Wednesday, September 21, 2005

Cycle Commuting

The thing I like best about myself (or like most consistently) is that I am a fulltime bike commuter. Nearly every day (that I go to work) I ride my bike at least part of the way. Most days, I take the bus on the way out (Seattle is to be commended for having bike racks on all the busses) and ride my bike on the way home.

I’m incredibly fortunate to have most of my ride (about 14 of the 18 miles) on the Burke-Gilman trail, which is a converted rails-to-trails trail that runs along the coast of Lake Washington. Most afternoons, I have the decided pleasure of cruising along a car-free path in the dappled sunshine; the path is mostly flat, too, which is another plus.

In winter and spring, I often confront a 10 to 15 mile an hour headwind, which can add another 20 minutes to my normally 90 minute commute, and from October to May, I’m wise to have my raingear handy all the time. In December, I can count on a heavy cold downpour nearly every day; by Christmas, my gloves smell like cheese from being constantly damp.

Sometimes the ride is boring and often, it’s hard.
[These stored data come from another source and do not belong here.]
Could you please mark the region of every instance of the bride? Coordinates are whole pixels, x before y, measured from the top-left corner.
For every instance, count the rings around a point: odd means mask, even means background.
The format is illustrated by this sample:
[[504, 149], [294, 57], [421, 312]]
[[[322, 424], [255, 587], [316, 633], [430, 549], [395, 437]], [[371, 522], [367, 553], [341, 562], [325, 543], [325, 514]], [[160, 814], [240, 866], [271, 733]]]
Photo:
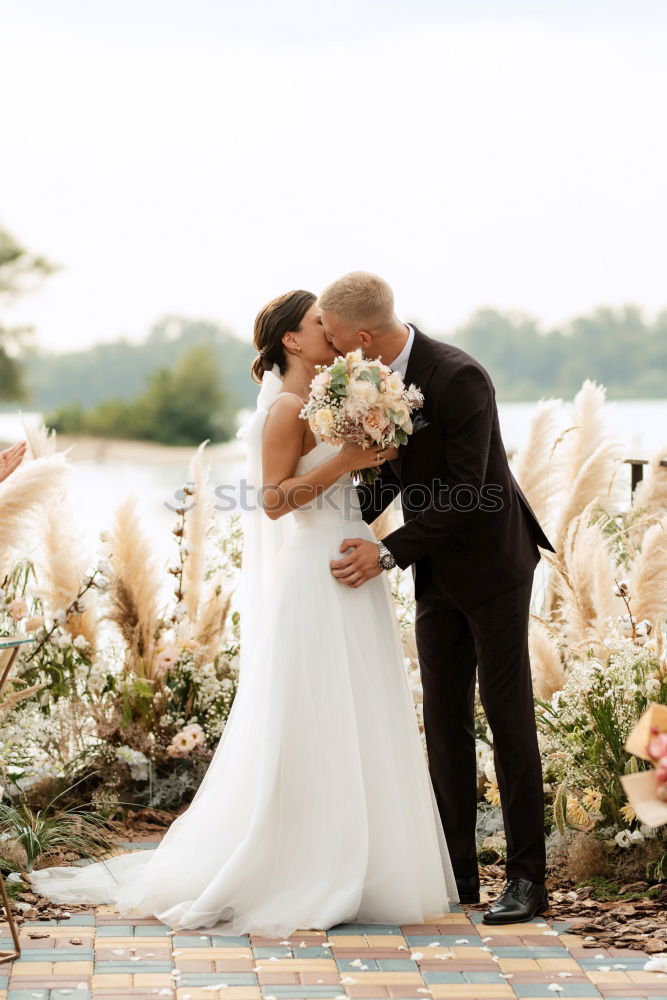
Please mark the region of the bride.
[[373, 538], [352, 470], [393, 454], [300, 418], [334, 356], [315, 302], [290, 292], [255, 323], [239, 686], [211, 764], [156, 849], [34, 872], [54, 902], [286, 937], [423, 923], [458, 899], [386, 574], [354, 589], [329, 568], [350, 522]]

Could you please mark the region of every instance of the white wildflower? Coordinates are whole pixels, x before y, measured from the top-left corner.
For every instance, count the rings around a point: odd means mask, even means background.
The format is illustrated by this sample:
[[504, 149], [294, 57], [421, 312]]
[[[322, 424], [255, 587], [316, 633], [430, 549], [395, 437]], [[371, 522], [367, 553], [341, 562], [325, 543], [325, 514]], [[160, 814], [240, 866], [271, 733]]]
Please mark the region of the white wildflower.
[[129, 765], [130, 774], [135, 781], [148, 779], [148, 757], [140, 750], [133, 750], [128, 746], [117, 747], [116, 757]]

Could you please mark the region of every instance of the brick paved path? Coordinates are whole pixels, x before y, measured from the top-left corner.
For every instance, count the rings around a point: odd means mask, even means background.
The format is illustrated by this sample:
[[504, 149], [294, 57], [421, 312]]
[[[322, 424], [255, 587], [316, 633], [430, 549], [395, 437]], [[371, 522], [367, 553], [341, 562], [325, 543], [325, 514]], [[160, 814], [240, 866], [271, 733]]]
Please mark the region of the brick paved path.
[[[568, 925], [489, 928], [456, 907], [436, 923], [345, 924], [287, 940], [173, 933], [113, 907], [26, 922], [22, 957], [0, 965], [0, 1000], [513, 1000], [667, 998], [647, 955], [584, 948]], [[44, 937], [31, 938], [39, 930]], [[7, 925], [0, 947], [9, 947]]]

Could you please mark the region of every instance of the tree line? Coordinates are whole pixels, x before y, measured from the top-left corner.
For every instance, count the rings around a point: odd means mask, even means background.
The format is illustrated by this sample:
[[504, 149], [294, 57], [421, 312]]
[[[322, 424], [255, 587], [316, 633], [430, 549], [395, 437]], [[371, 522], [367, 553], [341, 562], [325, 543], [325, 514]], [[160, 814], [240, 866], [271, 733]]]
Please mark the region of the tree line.
[[637, 306], [603, 306], [547, 330], [524, 313], [480, 309], [444, 339], [488, 369], [501, 400], [571, 399], [587, 378], [610, 399], [667, 396], [667, 309], [650, 321]]
[[[126, 339], [55, 354], [2, 307], [53, 270], [0, 229], [0, 406], [20, 402], [66, 433], [193, 444], [226, 440], [253, 406], [252, 345], [212, 320], [168, 315], [140, 343]], [[600, 307], [543, 329], [526, 313], [479, 309], [458, 328], [430, 332], [477, 358], [500, 400], [572, 398], [586, 378], [611, 399], [667, 395], [667, 310]], [[31, 345], [32, 338], [32, 345]]]

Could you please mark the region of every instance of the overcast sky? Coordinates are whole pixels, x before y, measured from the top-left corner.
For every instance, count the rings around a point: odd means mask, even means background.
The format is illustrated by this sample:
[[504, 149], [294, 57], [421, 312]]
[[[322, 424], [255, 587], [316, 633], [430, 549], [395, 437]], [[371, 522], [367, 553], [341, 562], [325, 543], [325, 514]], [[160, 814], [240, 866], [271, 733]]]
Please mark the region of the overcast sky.
[[0, 0], [0, 224], [65, 350], [363, 268], [440, 332], [667, 306], [667, 4]]

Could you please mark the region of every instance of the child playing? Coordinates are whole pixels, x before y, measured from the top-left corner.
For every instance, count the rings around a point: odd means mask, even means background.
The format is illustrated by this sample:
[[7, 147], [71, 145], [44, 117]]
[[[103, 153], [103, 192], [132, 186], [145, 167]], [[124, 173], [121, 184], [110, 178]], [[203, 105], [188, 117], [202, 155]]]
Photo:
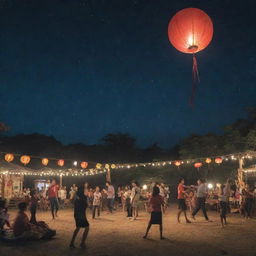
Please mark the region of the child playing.
[[98, 217], [100, 216], [100, 204], [101, 204], [101, 192], [100, 188], [96, 187], [96, 190], [93, 194], [93, 208], [92, 208], [92, 218], [95, 219], [95, 213], [97, 209]]
[[228, 208], [228, 196], [225, 193], [225, 185], [220, 186], [219, 202], [220, 202], [220, 221], [224, 228], [224, 224], [227, 225], [226, 214]]

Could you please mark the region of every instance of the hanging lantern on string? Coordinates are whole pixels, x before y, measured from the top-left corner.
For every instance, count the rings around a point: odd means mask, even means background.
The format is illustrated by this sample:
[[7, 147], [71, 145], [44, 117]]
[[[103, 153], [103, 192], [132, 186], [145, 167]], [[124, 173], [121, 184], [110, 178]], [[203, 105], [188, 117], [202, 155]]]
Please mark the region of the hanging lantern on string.
[[221, 164], [222, 163], [222, 158], [220, 158], [220, 157], [217, 157], [217, 158], [215, 158], [215, 163], [216, 164]]
[[21, 156], [20, 161], [21, 161], [21, 163], [23, 163], [24, 165], [27, 165], [27, 164], [30, 162], [30, 156], [26, 156], [26, 155]]
[[115, 164], [111, 164], [111, 169], [116, 169], [116, 165]]
[[206, 162], [207, 164], [210, 164], [210, 163], [212, 162], [212, 159], [211, 159], [211, 158], [206, 158], [206, 159], [205, 159], [205, 162]]
[[63, 159], [60, 159], [60, 160], [58, 160], [57, 164], [58, 164], [58, 166], [62, 167], [62, 166], [64, 166], [65, 161]]
[[171, 44], [180, 52], [193, 55], [193, 87], [190, 104], [193, 105], [199, 73], [195, 54], [205, 49], [212, 40], [211, 18], [198, 8], [185, 8], [170, 20], [168, 36]]
[[110, 167], [109, 164], [105, 164], [106, 169], [109, 169], [109, 167]]
[[181, 161], [175, 161], [174, 164], [175, 164], [177, 167], [180, 167]]
[[43, 164], [44, 166], [47, 166], [48, 163], [49, 163], [49, 159], [48, 159], [48, 158], [43, 158], [43, 159], [42, 159], [42, 164]]
[[197, 170], [199, 171], [199, 168], [202, 167], [202, 163], [198, 162], [194, 164], [194, 167], [197, 168]]
[[101, 166], [102, 166], [102, 165], [101, 165], [100, 163], [97, 163], [97, 164], [96, 164], [96, 169], [100, 169]]
[[87, 163], [87, 162], [82, 162], [82, 163], [81, 163], [81, 167], [82, 167], [83, 169], [86, 169], [87, 166], [88, 166], [88, 163]]
[[10, 162], [12, 162], [14, 160], [14, 155], [13, 154], [9, 154], [9, 153], [5, 154], [4, 159], [5, 159], [6, 162], [10, 163]]

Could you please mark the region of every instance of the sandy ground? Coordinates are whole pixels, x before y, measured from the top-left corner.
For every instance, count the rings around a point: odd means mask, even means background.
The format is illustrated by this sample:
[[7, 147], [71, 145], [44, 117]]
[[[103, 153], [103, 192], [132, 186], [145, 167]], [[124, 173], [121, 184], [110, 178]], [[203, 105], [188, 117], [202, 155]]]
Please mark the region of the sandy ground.
[[[74, 229], [72, 210], [61, 210], [59, 218], [55, 221], [51, 220], [49, 212], [39, 212], [37, 219], [45, 220], [56, 229], [56, 238], [25, 245], [7, 245], [1, 242], [0, 256], [256, 256], [256, 220], [245, 221], [238, 215], [229, 215], [229, 225], [222, 229], [216, 212], [209, 212], [209, 217], [213, 220], [211, 223], [205, 222], [198, 215], [192, 224], [178, 224], [175, 218], [176, 211], [176, 207], [172, 207], [164, 216], [165, 240], [159, 240], [158, 226], [152, 227], [149, 239], [142, 239], [149, 218], [145, 212], [140, 213], [138, 220], [129, 221], [120, 211], [113, 215], [104, 212], [102, 217], [92, 220], [88, 211], [90, 233], [86, 250], [68, 247]], [[80, 237], [81, 234], [79, 240]]]

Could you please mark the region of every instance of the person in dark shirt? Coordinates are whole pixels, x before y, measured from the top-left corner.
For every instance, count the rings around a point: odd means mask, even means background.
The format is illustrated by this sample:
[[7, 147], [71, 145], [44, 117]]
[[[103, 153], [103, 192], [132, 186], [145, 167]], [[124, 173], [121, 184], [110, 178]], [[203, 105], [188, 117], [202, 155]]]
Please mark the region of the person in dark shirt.
[[37, 224], [36, 210], [37, 210], [37, 206], [38, 206], [38, 197], [37, 197], [36, 190], [33, 189], [30, 192], [30, 195], [31, 195], [31, 199], [30, 199], [30, 214], [31, 214], [30, 223]]
[[70, 242], [70, 247], [75, 248], [75, 239], [80, 230], [80, 228], [84, 228], [83, 237], [81, 240], [80, 247], [85, 248], [85, 241], [89, 232], [89, 222], [86, 218], [86, 208], [87, 208], [87, 197], [84, 193], [84, 187], [79, 187], [75, 196], [74, 202], [74, 218], [76, 222], [76, 229], [74, 230], [73, 237]]
[[148, 237], [148, 232], [152, 225], [157, 224], [160, 228], [160, 239], [164, 239], [163, 237], [163, 223], [162, 223], [162, 208], [164, 206], [164, 199], [159, 195], [160, 189], [159, 187], [153, 188], [152, 197], [149, 200], [149, 205], [151, 207], [151, 218], [148, 223], [148, 227], [146, 230], [146, 234], [143, 237], [146, 239]]

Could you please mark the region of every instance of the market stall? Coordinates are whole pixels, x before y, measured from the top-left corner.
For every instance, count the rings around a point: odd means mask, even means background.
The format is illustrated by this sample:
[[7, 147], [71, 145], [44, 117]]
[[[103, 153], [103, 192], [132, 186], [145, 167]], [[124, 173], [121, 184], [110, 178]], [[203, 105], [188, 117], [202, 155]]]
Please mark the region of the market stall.
[[0, 197], [11, 199], [22, 196], [24, 171], [30, 169], [0, 160]]

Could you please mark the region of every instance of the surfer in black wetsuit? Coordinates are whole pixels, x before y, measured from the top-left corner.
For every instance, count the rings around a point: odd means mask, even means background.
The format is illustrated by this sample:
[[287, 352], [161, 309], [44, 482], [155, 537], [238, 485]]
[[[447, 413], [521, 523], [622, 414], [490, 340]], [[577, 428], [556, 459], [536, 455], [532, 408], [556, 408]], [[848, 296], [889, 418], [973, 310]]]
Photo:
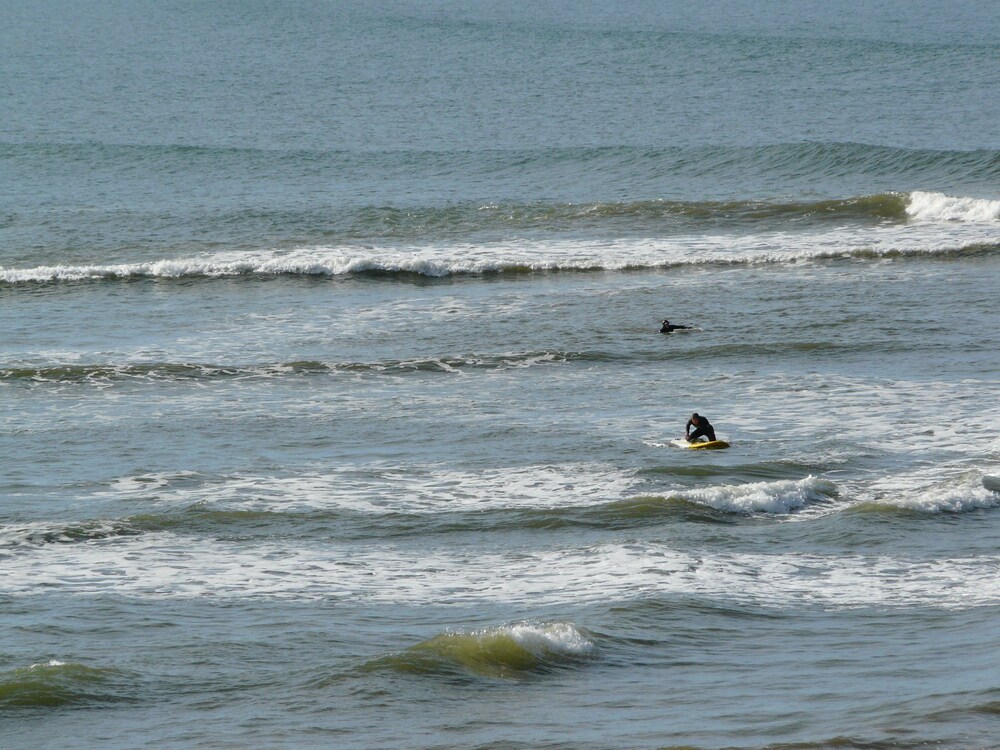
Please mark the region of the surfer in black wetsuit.
[[[694, 432], [691, 432], [692, 427], [694, 427]], [[715, 428], [712, 427], [711, 422], [698, 414], [698, 412], [695, 412], [684, 427], [684, 437], [687, 438], [689, 443], [693, 443], [700, 437], [707, 437], [709, 442], [714, 442]]]
[[691, 326], [675, 326], [669, 320], [664, 320], [663, 325], [660, 326], [660, 333], [670, 333], [671, 331], [676, 331], [680, 328], [690, 328]]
The last four miles are pretty much all uphill; sometimes I take the bus from where the road starts to rise (my rule is that if I see the bus coming as I pass by the stop, then I can take; I’m not allowed to wait for it, though, if it’s not in sight).

In spite of these (and other) difficulties (dangerous traffic, riders on the trail who are faster than me and pass by impatiently, riders who are slower than me and who make me impatient, roller bladders, moms with baby carriages) I have no desire whatsoever to give up riding.

Cycle commuting makes me feel healthy, in tune with nature, and perhaps best of all, more than just a little bit smug.